Claro
Oscuro
Un sólo instante de terror pánico en la urbe cultural y en el centro militar del Imperio trastocó de repente la idea que la libertad política se había hecho de lo que es civilización y cultura. La relación de fuerzas entre los Estados no resultó alterada por la destrucción física de las cosas y personas que perecieron el once de septiembre. No era pues necesario una demostración de fuerza para restaurar, con la Justicia, lo que habían roto tres actos singulares de terrorismo.
La reacción de la soberbia del poder, en la Potencia de ámbito universal a la que humilló el atentado del fanatismo islámico, ha derribado algo mucho mas arduo de reconstruir que las torres gemelas y un ala del Pentágono. Esta guerra de represalia, además de compensar las pérdidas de vida inocente con ganancias en número de muertos, ha roto la confianza del mundo en el comportamiento civilizado de la civilización occidental. Ha dinamitado la creencia de que esta forma de vida, incluso si no está controlada por una efectiva separación de poderes, asegura la defensa de ideales morales y derechos humanos que la barbarie del fanatismo ignora.
Lo dije antes de que empezara y lo digo ahora que está a punto de terminar. La guerra de todo el mundo contra Afganistán no era necesaria. Capturar y llevar a los terroristas ante la Justicia era una empresa a la altura de los ideales que fundaron la democracia en América.
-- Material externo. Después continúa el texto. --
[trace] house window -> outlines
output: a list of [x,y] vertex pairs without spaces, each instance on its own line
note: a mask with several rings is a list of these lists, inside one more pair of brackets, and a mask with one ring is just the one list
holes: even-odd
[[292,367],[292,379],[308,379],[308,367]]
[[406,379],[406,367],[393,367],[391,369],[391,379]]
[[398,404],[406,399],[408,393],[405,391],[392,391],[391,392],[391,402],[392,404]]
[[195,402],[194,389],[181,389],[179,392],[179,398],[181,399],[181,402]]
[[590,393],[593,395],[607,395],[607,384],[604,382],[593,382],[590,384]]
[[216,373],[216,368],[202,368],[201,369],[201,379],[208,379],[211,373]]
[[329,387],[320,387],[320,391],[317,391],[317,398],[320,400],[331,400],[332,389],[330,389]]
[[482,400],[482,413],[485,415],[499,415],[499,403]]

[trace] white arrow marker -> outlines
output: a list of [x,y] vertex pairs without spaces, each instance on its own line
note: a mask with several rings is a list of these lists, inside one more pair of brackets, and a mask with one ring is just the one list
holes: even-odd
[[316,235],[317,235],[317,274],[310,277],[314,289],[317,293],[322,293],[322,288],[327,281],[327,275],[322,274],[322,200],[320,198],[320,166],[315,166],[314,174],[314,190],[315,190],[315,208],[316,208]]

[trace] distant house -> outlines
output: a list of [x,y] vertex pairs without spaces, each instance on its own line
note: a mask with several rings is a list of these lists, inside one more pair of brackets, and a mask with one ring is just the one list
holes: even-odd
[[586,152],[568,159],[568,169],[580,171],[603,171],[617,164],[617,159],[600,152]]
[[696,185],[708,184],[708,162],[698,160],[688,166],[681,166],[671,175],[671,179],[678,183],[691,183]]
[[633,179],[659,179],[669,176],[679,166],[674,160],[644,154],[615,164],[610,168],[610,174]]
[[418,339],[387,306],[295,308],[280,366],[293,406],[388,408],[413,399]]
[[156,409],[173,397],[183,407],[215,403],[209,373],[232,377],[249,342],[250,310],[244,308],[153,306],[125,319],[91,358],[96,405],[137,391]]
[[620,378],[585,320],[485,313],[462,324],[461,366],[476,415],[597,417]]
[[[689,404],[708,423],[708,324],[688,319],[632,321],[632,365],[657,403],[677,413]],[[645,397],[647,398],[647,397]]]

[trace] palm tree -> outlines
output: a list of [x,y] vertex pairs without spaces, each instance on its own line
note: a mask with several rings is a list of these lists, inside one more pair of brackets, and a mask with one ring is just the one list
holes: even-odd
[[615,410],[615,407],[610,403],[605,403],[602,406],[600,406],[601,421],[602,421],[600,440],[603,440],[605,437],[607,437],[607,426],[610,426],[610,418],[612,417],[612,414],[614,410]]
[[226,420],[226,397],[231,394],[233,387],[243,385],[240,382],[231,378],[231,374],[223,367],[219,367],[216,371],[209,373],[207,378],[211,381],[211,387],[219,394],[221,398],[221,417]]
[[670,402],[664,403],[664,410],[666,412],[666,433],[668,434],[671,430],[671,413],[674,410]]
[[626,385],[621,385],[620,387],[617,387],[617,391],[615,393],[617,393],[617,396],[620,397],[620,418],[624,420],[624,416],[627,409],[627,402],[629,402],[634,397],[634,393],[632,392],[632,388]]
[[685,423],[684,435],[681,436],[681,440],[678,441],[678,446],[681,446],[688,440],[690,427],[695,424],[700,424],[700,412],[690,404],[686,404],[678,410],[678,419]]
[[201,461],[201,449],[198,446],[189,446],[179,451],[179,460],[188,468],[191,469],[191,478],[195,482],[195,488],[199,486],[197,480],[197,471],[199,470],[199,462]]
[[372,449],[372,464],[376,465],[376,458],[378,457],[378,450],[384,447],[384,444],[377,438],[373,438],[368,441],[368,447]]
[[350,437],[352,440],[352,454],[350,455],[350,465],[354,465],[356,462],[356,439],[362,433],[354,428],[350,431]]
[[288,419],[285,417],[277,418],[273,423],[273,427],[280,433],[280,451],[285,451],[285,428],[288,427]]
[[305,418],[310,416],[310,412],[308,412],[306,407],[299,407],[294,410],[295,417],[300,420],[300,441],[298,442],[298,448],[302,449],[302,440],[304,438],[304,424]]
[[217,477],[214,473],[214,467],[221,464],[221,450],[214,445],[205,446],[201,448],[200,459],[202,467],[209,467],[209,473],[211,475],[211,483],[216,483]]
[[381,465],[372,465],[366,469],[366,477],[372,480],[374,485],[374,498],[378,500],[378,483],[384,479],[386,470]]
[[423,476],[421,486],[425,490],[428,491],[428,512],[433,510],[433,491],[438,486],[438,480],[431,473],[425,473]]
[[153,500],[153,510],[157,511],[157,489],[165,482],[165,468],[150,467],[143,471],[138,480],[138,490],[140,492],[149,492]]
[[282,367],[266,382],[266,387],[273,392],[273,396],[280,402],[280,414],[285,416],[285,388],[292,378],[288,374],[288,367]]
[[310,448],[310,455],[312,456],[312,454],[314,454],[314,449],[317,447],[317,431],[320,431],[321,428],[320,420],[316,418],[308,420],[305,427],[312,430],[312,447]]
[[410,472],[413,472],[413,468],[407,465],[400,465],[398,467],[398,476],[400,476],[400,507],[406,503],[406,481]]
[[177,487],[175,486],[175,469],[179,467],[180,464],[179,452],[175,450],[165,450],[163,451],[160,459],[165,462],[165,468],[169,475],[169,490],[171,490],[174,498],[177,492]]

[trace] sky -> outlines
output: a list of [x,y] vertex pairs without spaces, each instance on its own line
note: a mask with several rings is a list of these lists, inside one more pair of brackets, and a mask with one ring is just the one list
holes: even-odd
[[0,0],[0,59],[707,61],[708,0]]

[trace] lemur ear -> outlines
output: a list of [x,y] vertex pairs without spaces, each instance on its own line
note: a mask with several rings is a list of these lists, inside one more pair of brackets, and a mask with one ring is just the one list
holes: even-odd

Secuestrarla en aviones militares para que, sin pruebas ni juicios, emitiera sus fallos mortíferos sobre indiscriminadas y presuntas fuentes islámicas del terror, ha sido una venganza a la bajura de los instintos primitivos de dominación.
Antes de iniciarla se dijo que el objetivo de la guerra no era derribar al régimen talibán sino capturar a Ben Laden y al «mulá» Omar si no lo entregaba. Si ese pretexto bélico era sincero, hay que admitir ahora que la guerra ha conseguido lo que no se proponía y fracasado en su único objetivo. Y la legislación antiterrorista en el interior de los Estados Unidos ha puesto a los derechos individuales en un verdadero Estado de Excepción. Hasta ahora, esto es lo obvio.
Este tipo de reflexiones democráticas saca de quicio a los minúsculos gobernantes de estas culturas perdidas en problemas mayúsculos. Ocultan su falta de talento político y de carácter moral acusando a sus escasos opositores de minar la confianza en el Estado y de ayudar a la impunidad de los terroristas. No quieren saber que precisamente estos opositores son los únicos que defienden los valores que el terrorismo quiere destruir.
Si algún día el terror deja de ser instrumento de defensa o de conquista del Estado, esa bienaventuranza será obrada por los que hoy se oponen a que la sociedad abandone derechos y libertades individuales en aras de una falsa idea de la seguridad. Todas las dictaduras se han basado en esta falacia de los sentimientos. Y todos los estados de excepción implican no sólo el fracaso de la normalidad jurídica, sino un fatal homenaje que la impotencia de la libertad gobernada rinde a la dictadura ensoñada.
La única derivación positiva de la histeria de venganza contra el terrorismo se ha producido en la Unión Europea. Entre el montón de sandeces adulatorias que acumulan los gobernantes lacayos del Imperio, llama la atención que haya sido necesario un acto de terror insoportable para que se pongan de acuerdo sobre algo tan elemental como una definición común del delito y un común reconocimiento de la jurisdicción natural que ha de juzgarlo. El adelanto es notable, aunque Berlusconi siga degradando la imagen internacional de Italia al considerar que la corrupción política es un atributo nacional que sólo puede ser juzgado por la moralidad peculiar de cada país.